The Distance to Here
ASSOCIATE ARTS EDITOR
Even in the context of a world that can never take anything at face value, there’s a lot to be cynical about with Live’s newest album, The Distance to Here. Perhaps the most obvious feature to be scrutinized is the overall tone of the album, which self-indulgently features more peace and love than a muddy field full of stoned hippies. The album tries to recreate the feeling of a bygone era through its music and lyrics and even through its artwork. In a recent interview the band’s main songwriter and vocalist Edward Kowalczyk said, “I’m intense about bringing a message of peace and love and understanding to a generation dominated by a nihilistic, dust-in-the-wind with-the-Internet-in-our-back-pocket attitude about life. I think it’s time to change that and to bring about more of that expansion of consciousness in the lyrics of our music.” The album, however, shows that Kowalczyk overshot his intentions and that his efforts, sincere as they may have been, fall short due to the lack of subtlety in his approach to effectively spread his message.
There are so many obscuring elements of the songs on Live’s new album that it is impossible for Kowalczyk’s didactic purpose to have much impact, especially when the point is repeated over and over again. Lyrics such as “Love will overcome,” “Love will lead us,” “They stood up for love,” and “Love will set you free,” and those which include images of fish and dolphins and rivers and suns lend a certain lack of credibility to the whole album. This, combined with the more pop music sound, makes it somewhat difficult to look beyond the surface of the songs and realize their true nature. Other distracting elements include fade-outs on a few of the tracks, a random harpsichord appearance on the second track, punctuated lyrics, the pointless Cher-esque vocal distortion on “Face and Ghost,” and an unsuccessful attempt at emulating some of the greats of the past with the song “Voodoo Lady.” However, because of Kowalczyk’s incredibly catchy melodies and the band’s well-constructed textures, listeners will find themselves forgiving the silliness in presentation and the flawed experimentation. They will enjoy the songs despite their limited range, without concerning themselves with supposed deeper meanings.

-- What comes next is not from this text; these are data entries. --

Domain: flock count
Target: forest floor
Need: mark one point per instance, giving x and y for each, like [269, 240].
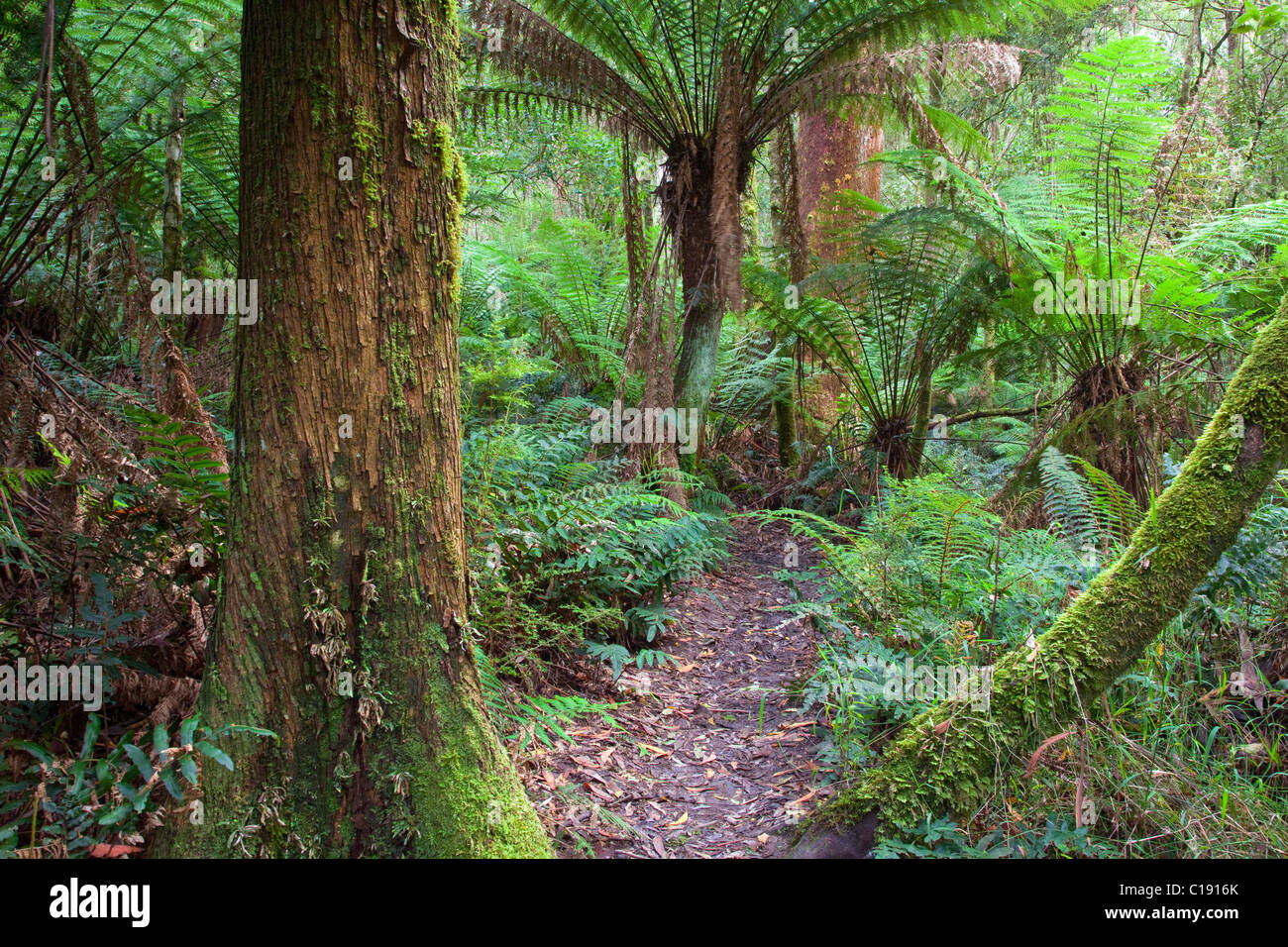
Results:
[709, 757]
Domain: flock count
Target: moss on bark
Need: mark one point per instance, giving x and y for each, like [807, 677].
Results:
[948, 759]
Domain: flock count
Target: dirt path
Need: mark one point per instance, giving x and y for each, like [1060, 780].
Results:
[712, 757]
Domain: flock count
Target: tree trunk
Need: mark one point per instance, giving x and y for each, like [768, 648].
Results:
[833, 151]
[836, 150]
[171, 208]
[343, 618]
[703, 311]
[948, 759]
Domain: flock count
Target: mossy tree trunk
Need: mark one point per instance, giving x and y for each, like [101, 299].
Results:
[342, 622]
[948, 759]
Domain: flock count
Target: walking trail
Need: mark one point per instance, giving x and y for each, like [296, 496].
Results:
[709, 757]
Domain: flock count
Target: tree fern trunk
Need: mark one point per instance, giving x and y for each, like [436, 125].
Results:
[948, 758]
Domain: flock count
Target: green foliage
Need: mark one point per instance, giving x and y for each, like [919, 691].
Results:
[943, 838]
[524, 716]
[554, 530]
[1091, 510]
[68, 802]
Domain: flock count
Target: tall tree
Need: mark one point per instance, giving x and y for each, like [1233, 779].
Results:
[707, 82]
[343, 622]
[948, 758]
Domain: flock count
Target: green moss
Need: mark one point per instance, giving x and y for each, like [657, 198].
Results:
[948, 759]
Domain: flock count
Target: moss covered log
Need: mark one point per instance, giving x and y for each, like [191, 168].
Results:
[948, 759]
[343, 617]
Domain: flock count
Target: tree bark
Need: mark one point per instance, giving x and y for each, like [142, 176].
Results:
[343, 618]
[947, 759]
[837, 149]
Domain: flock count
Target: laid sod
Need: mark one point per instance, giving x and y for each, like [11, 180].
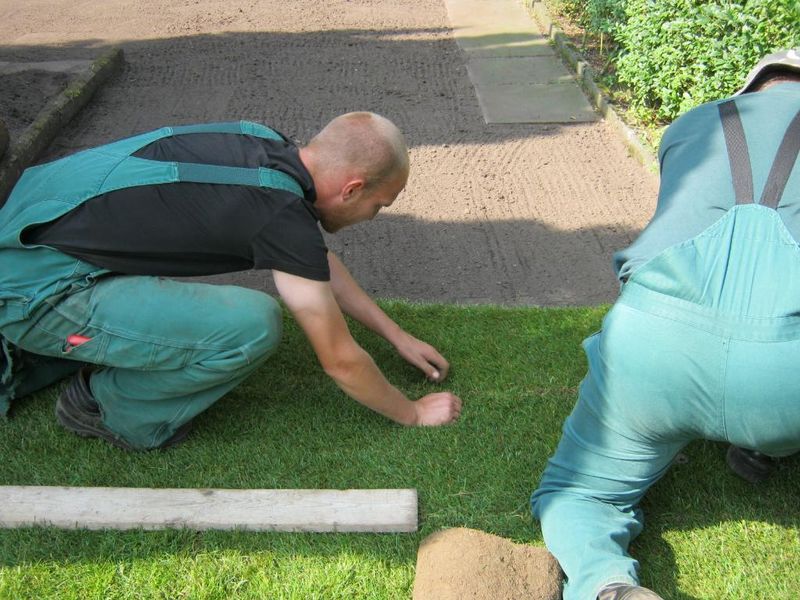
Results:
[709, 535]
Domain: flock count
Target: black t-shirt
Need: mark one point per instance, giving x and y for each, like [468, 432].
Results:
[184, 229]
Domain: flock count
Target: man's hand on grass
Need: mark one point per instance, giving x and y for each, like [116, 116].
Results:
[423, 356]
[439, 408]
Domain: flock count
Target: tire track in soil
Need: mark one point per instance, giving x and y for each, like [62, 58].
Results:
[512, 214]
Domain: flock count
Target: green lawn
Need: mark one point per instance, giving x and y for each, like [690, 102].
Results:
[709, 535]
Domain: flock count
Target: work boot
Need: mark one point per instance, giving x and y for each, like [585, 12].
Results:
[750, 465]
[626, 591]
[78, 411]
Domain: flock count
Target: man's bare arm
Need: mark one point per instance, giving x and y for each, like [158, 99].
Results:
[315, 308]
[356, 303]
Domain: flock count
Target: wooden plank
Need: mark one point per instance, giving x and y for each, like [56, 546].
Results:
[201, 509]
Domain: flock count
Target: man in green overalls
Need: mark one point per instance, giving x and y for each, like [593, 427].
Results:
[88, 243]
[703, 340]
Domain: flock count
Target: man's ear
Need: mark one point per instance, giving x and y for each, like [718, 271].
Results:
[352, 189]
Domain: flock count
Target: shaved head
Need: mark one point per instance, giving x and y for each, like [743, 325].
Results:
[362, 144]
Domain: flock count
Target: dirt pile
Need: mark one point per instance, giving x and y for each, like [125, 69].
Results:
[461, 564]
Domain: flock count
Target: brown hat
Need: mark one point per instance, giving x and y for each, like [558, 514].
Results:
[785, 60]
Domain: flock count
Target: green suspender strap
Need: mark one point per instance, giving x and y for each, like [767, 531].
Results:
[739, 158]
[134, 171]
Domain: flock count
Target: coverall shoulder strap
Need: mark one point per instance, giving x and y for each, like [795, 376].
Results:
[261, 177]
[738, 154]
[783, 164]
[237, 127]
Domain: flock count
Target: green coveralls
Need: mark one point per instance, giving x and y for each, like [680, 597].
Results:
[170, 349]
[703, 343]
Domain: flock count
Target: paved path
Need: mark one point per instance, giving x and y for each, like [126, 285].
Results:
[509, 213]
[517, 76]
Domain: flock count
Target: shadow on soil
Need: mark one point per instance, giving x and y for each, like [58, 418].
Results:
[293, 81]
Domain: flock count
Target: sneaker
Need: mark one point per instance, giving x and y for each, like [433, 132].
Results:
[78, 411]
[626, 591]
[750, 465]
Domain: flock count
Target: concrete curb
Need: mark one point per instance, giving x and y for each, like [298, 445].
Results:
[57, 113]
[585, 75]
[3, 139]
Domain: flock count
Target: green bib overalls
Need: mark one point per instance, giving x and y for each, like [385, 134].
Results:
[172, 348]
[703, 343]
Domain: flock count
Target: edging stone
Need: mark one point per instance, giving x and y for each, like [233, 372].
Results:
[585, 76]
[57, 113]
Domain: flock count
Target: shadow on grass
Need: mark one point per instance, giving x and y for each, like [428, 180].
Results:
[289, 427]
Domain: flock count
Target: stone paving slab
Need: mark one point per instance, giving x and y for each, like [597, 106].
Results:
[554, 103]
[56, 66]
[516, 74]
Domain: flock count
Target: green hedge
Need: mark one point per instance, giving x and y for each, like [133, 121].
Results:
[675, 54]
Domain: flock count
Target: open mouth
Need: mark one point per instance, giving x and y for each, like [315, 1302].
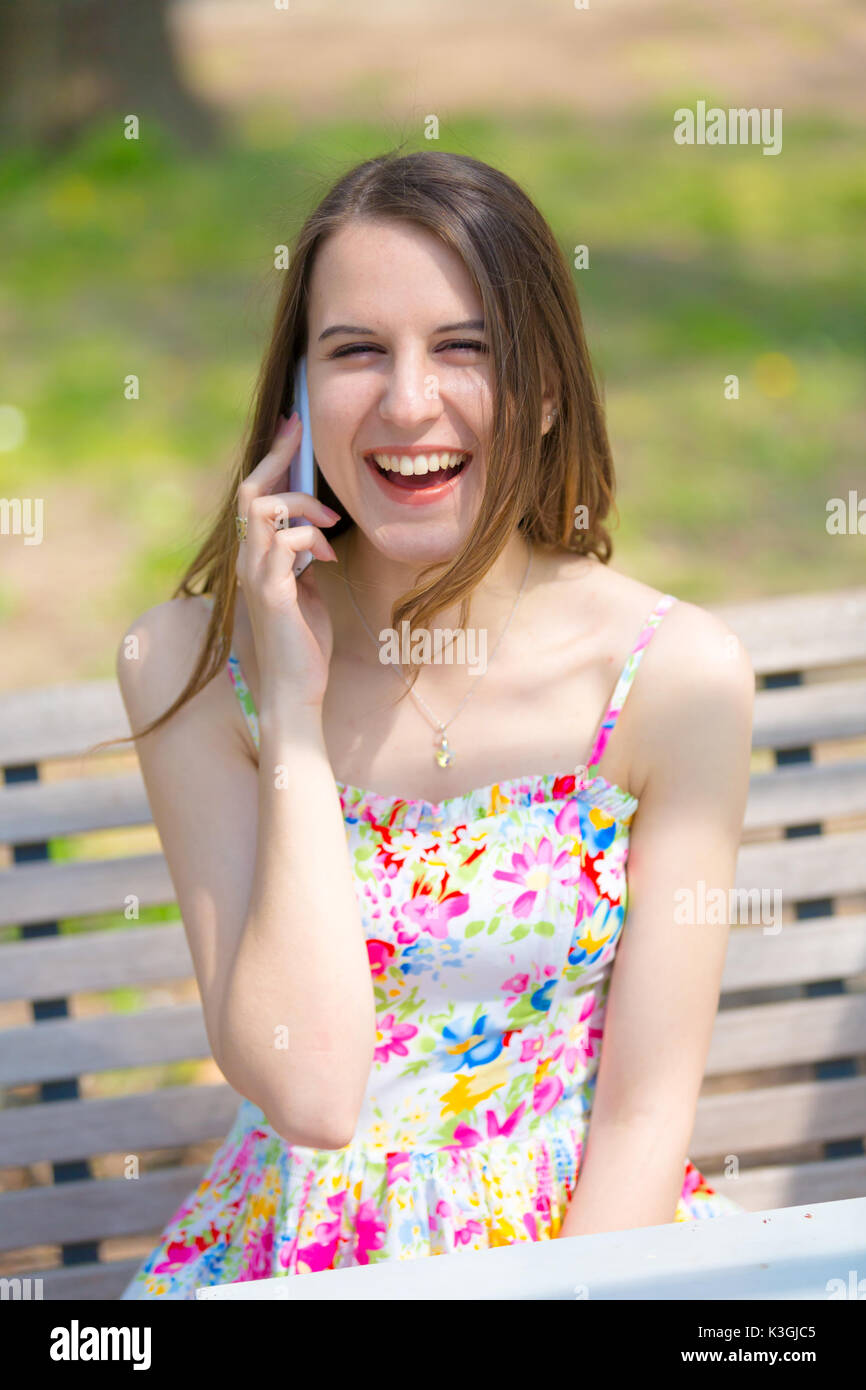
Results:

Overall, Live’s new album is a throwback to their seven-times-over platinum album, Throwing Copper (1994), and their often-ignored first album, Mental Jewlery (1991). This isn’t surprising considering the lack of succes their much darker and more hard-edged third album met with -- Secret Samadhi (1997) only went platinum. Like Copper, The Distance to Here features power ballads and anthems on par with earlier tracks like “Lightning Crashes” and “Turn my Head,” as well as really rocking tunes like “Selling the Drama,” “Lakini’s Juice,” and “Freaks,” and it is these songs that make the album well worth listening to. Although some of the tracks blend into each other and some are just uninteresting, such as the mundane “Sun” and the cheesy ballad “Dance With You,” and more than a few feel like they could’ve appeared on Copper, in general the band produces a tighter, stronger sound and rocks harder. Among the most ear-catching tracks are “Where the Fishes Go,” “Face and Ghost,” and, of course, the first single off the album, “The Dolphin’s Cry.”
In comparison to the dark, somewhat experimental, and generally underrated Samadhi, the lightness and pop-friendliness of Distance is virtually blinding. Nevertheless, listeners will find that on its own the album succeeds in entertaining and being musically satisfying. One can only hope that their next album will feature a compromise between the rage of Samadhi and the naive bliss of Distance to produce an album that isn’t quite so affected and that contains a wider range of music and moods like their classic, Throwing Copper.